Sofort begann mein Kopfkino wieder einzusetzen und Laura in den engen Gassen zu zeigen.
„Und Du?“
„Wieder im Büro.“
„Warst Du unterwegs?“
„Ich war beim Italiener.“
„Mh, lecker! Was gab es?“
„Nichts.“
„???“
„Mir war nach dem Video nach etwas anderem zumute.“
„:-)))“
„Gefällt es Dir, mit dieser Legging durch Palma zu laufen? Ich meine so ganz allein.“
„Ja?“
„Dann hast Du bestimmt schon den ein oder anderen Blick erhalten, stimmt’s?“
„Drei mal darfst Du raten.“
„Ist viel los auf den Straßen?“, versuchte ich immer mehr zu erfahren.
„Sehr viel sogar!“
„Und? Gefallen Dir die Blicke?“
„Klar! Irgendwie sind es heute sogar noch mehr.“
„Liegt bestimmt daran, dass Du alleine bist.“
„Oder daran, dass ich heute die einzige bin, die bei dieser Hitze auf die Idee gekommen ist, eine Legging anzuziehen.“
Sofort dachte ich daran, dass sie nichts drunter trug.
„Ich muss die ganze Zeit daran denken, dass Du mit dieser Legging durch Palma läufst und von irgendwelchen Typen angestarrt wirst.“
„Und wie geht es Dir bei diesem Gedanken?“, erreichte mich ihre Antwort wenige Augenblicke später.
„Ich schwebe.“
„Und dass, obwohl Du so weit weg bist?“
„Obwohl ich so weit weg bin, ja.“
„Mich turnt das fast sogar noch mehr an.“
„Warum?“
„Weil nicht ich auf Deinen geilen Arsch schauen kann, sondern ein anderer. Sogar viele andere!“
„Macht Dich das nicht eifersüchtig?“
„Doch?
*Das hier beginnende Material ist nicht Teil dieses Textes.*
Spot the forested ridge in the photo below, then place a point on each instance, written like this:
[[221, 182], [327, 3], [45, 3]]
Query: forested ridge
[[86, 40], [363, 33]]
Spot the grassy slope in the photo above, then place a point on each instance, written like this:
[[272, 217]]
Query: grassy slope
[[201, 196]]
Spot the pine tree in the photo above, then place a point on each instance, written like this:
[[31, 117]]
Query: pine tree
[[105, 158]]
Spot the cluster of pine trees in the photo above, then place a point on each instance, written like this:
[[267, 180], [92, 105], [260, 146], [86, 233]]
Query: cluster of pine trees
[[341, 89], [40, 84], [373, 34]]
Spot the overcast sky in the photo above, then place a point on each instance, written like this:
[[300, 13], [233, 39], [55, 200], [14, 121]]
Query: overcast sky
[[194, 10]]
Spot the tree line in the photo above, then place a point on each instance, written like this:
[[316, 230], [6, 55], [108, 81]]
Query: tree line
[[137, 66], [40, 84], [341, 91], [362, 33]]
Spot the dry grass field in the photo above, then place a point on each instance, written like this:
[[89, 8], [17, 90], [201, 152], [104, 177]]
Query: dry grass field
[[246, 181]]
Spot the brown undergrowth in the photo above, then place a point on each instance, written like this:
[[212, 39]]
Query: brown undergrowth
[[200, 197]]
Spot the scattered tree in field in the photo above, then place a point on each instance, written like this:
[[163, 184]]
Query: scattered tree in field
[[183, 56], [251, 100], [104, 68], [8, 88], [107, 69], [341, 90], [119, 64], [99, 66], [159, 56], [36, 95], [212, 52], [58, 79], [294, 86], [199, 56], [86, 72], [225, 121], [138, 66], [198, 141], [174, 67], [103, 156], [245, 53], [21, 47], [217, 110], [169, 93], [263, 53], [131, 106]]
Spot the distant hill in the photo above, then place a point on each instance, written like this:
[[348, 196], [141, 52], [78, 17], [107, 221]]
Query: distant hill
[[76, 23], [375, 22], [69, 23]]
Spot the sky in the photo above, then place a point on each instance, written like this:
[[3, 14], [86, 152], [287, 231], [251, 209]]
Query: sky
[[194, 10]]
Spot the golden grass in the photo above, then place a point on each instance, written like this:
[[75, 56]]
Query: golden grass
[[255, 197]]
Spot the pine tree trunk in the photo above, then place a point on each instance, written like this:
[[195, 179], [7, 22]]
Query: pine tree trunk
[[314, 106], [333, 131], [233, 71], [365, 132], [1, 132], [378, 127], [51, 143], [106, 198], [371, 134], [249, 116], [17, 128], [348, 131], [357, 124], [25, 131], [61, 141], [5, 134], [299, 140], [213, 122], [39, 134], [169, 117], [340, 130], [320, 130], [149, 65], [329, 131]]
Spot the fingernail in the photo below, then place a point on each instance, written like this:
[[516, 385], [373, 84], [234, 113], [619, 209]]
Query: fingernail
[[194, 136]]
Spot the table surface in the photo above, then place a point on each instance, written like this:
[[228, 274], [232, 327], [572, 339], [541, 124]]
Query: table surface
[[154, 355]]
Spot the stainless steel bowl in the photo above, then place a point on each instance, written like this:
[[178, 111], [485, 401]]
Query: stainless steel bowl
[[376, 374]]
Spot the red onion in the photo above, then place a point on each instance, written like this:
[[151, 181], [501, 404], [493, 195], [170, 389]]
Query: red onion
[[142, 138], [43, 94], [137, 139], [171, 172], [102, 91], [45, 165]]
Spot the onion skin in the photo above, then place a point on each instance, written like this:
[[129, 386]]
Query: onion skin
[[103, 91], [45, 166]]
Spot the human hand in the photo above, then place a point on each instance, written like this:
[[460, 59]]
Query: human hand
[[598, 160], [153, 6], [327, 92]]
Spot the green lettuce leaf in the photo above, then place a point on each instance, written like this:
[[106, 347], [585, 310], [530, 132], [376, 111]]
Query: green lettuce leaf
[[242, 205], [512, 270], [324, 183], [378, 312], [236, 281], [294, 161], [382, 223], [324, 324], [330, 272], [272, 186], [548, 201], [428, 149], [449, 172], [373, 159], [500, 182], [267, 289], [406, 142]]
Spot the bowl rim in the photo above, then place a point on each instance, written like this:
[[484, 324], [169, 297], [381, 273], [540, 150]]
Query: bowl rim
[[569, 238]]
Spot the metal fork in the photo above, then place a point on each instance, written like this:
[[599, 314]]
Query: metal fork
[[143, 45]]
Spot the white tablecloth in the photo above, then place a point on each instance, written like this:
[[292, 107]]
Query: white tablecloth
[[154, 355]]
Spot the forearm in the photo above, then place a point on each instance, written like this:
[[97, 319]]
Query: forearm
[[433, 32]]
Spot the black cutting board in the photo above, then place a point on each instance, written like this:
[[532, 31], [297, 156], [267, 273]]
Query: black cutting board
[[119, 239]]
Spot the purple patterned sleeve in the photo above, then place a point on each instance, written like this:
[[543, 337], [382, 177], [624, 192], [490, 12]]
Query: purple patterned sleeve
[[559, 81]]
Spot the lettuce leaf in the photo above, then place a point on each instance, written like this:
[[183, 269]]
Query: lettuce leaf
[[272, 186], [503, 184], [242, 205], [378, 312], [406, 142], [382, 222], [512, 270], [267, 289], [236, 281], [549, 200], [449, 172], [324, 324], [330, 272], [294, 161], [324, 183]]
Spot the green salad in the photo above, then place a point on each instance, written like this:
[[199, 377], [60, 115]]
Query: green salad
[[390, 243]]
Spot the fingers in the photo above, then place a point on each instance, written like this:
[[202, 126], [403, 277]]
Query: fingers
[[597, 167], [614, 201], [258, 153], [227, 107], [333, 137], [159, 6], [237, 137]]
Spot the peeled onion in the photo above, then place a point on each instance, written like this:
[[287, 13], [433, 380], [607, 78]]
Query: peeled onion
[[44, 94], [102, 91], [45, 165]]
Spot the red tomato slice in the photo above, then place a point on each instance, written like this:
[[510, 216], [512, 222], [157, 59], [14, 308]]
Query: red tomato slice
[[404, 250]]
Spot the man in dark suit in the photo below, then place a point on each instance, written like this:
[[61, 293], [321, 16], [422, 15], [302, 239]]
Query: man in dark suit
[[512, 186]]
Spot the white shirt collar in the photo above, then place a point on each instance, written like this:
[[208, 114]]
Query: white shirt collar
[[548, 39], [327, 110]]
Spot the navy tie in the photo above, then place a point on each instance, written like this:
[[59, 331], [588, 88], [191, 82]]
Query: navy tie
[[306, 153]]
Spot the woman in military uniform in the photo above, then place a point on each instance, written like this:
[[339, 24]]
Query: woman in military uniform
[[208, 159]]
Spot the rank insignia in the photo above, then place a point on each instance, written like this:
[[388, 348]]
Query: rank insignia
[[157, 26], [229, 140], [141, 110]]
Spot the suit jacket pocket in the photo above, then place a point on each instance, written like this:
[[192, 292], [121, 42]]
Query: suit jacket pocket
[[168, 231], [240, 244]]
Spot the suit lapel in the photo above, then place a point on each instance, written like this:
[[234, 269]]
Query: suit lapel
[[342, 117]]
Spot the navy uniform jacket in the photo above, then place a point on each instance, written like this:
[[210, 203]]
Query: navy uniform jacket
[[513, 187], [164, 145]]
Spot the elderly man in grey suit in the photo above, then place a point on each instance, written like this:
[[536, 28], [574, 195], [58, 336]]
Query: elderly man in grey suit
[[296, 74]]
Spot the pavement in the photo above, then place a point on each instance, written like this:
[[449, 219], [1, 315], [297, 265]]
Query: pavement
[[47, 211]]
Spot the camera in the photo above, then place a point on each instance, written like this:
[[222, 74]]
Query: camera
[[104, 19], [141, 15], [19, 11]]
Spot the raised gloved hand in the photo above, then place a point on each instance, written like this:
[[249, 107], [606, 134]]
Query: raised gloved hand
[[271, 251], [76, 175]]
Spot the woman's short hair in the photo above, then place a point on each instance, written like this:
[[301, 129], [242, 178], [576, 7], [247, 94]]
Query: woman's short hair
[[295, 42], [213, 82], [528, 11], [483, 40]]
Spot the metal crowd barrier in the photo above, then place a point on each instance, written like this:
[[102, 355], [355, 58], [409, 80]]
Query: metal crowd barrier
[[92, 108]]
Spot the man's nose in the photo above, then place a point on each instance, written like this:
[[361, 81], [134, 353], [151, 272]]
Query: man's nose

Aber eben auch wahnsinnig geil!“
Stille.
„Irgendwie fühle ich mich Dir dadurch ausgeliefert. Du machst etwas, worauf ich keinen Einfluss habe.“
Ich wollte, dass sie wusste, was genau ich in diesem Moment empfand.
„Obwohl ich gerade nichts anderes mache, als nur durch die Altstadt zu laufen?“
„Du vergisst, dass Du dabei diese fucking Legging trägst und bei unzähligen Typen sehr viel Aufmerksamkeit erregst, während ich in Berlin bin und an meinem Schreibtisch sitze. Womit es 2:1 für sie steht.“
„2:1?“
„1:1, weil es mir, aber auch allen anderen in dem Augenblick, in dem Du diese Legging trägst, nur erlaubt ist, Dich anzuschauen aber nicht anzufassen. Und 2:1, weil mir dazu gerade die Gelegenheit fehlt, im Gegensatz zu den anderen, weshalb sie mir diesbezüglich gerade deutlich voraus sind.“
„Und das macht Dich an?“
„Dass macht mich gerade an, ja. Dass andere Männer unterm Strich mehr von Dir haben könnten.“
„Also das Wort KÖNNTE kannst Du heute definitiv streichen.“, las ich prompt.
Stille.
„Ist das ein Grund, weshalb Du so selten hier bist?“
„Das hat geschäftliche Gründe und dass weißt Du auch!“

Auf meine letzte Nachricht folgte längere Zeit nichts. Als ich nach etwa vierzig Minuten eine weitere SMS erhielt, traute ich meinen Augen kaum.
„Verlierst Du eigentlich gerne?“, bohrte sich ihre Frage plötzlich wie ein Messer durch meinen Verstand. So sehr ich mich über ihre Worte auch ärgerte, so sehr musste ich auch über sie schmunzeln. Wussten wir doch beide, dass ich definitiv kein Verlierer war, dass das Verlieren lediglich eine Facette meines Sexuallebens war. Ich dachte nach. Einerseits wollte ich auf keinen Fall, dass sie mich für einen Verlierer hielt, doch andererseits turnte mich dieser Gedanke gerade auch unbeschreiblich an.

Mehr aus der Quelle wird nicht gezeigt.